A divide by zero does not go into my catch block but kills the application

Cause

This is by design.

Solution

In C++ it was a design decision not to handle the divide-by-zero exception in contrast to some other languages like e.g. java. The language C++ tends to be used with more awareness of the hardware compared to other programming languages. Also low level events such as arithmetic overflows are assumed to be handled by a dedicated lower-level mechanism. To handle these errors, you must write code by yourself. This means that a division by zero is not catched by a

catch (...) { }

statement which normally catches all unhandled exceptions.

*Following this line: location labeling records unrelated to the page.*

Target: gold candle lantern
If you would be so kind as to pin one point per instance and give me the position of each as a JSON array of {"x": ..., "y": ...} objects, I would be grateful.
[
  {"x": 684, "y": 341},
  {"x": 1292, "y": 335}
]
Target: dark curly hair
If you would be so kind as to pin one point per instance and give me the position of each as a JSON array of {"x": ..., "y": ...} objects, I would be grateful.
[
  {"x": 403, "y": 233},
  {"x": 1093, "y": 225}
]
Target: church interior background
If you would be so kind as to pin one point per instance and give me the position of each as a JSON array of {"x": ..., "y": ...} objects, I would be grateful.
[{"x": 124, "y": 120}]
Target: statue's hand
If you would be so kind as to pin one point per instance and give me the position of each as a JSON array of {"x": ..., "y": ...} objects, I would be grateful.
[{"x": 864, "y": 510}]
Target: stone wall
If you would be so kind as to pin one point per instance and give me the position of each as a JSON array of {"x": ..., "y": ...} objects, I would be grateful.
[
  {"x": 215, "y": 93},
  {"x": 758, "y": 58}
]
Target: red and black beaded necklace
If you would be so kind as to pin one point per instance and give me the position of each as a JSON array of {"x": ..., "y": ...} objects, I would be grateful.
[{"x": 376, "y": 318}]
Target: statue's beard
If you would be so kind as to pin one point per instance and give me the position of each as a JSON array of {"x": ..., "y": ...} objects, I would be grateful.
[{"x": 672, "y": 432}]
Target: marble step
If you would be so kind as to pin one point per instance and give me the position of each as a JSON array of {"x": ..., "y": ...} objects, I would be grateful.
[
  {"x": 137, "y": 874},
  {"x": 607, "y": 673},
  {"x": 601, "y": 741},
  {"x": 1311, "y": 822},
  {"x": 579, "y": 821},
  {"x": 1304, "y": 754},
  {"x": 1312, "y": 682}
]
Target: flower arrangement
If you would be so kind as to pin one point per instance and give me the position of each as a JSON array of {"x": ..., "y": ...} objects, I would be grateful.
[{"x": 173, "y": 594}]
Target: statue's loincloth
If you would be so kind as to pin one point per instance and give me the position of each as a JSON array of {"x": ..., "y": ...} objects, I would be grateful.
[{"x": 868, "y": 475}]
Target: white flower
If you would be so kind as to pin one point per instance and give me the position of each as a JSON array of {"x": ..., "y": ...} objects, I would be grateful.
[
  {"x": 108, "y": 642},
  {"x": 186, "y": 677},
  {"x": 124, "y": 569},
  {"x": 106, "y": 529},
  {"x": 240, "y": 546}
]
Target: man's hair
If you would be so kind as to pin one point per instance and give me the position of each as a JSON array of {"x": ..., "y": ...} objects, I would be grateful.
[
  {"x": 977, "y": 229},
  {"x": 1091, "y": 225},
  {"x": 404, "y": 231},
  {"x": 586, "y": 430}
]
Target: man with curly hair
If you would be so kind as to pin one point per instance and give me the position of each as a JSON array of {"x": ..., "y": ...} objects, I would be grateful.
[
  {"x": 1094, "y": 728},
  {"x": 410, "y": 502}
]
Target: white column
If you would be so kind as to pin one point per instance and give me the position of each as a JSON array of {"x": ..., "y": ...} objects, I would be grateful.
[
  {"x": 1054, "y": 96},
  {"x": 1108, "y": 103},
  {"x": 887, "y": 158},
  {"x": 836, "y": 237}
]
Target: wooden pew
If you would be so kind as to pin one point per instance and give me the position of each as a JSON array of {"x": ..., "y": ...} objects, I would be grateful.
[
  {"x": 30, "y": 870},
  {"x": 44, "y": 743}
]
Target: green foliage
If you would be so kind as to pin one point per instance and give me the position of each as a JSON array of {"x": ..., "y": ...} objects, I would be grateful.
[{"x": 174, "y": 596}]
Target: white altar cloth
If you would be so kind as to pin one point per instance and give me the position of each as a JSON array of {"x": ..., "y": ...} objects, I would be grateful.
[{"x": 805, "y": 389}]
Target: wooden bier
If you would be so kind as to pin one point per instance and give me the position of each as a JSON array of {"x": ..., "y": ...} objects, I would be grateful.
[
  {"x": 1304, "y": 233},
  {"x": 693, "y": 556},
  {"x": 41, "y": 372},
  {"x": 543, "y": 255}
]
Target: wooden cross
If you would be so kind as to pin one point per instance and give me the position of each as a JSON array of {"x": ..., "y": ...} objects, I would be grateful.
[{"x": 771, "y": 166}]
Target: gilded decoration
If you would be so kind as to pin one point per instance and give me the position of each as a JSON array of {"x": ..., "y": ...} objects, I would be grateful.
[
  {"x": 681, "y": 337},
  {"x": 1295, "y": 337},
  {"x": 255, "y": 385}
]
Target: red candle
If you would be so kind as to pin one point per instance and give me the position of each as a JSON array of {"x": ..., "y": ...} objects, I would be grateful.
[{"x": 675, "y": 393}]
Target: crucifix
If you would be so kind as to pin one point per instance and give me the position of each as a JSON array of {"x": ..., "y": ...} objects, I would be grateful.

//a click on the button does not reach the catch, the program will be killed
void CExceptionTestDlg::OnBnClickedButton1()
{
    //Generate handled Exception
    int i = 100;
    int j = 0;
    double k;

    try
    {
        //Generate a division by zero exception (this is not an exception but an error!)
        k = i/j;
    }
    catch (...) // Handle all exceptions
    {
        //and catch it here! (which will not function because there was no exception!)
        int msgboxID = MessageBoxW((LPCWSTR)L"Exception handled.",
            (LPCWSTR)L"Exception handled.",
            MB_ICONWARNING | MB_OK);
    }
}

To handle a division by zero, you check the divisor by yourself and throw an own generated exception.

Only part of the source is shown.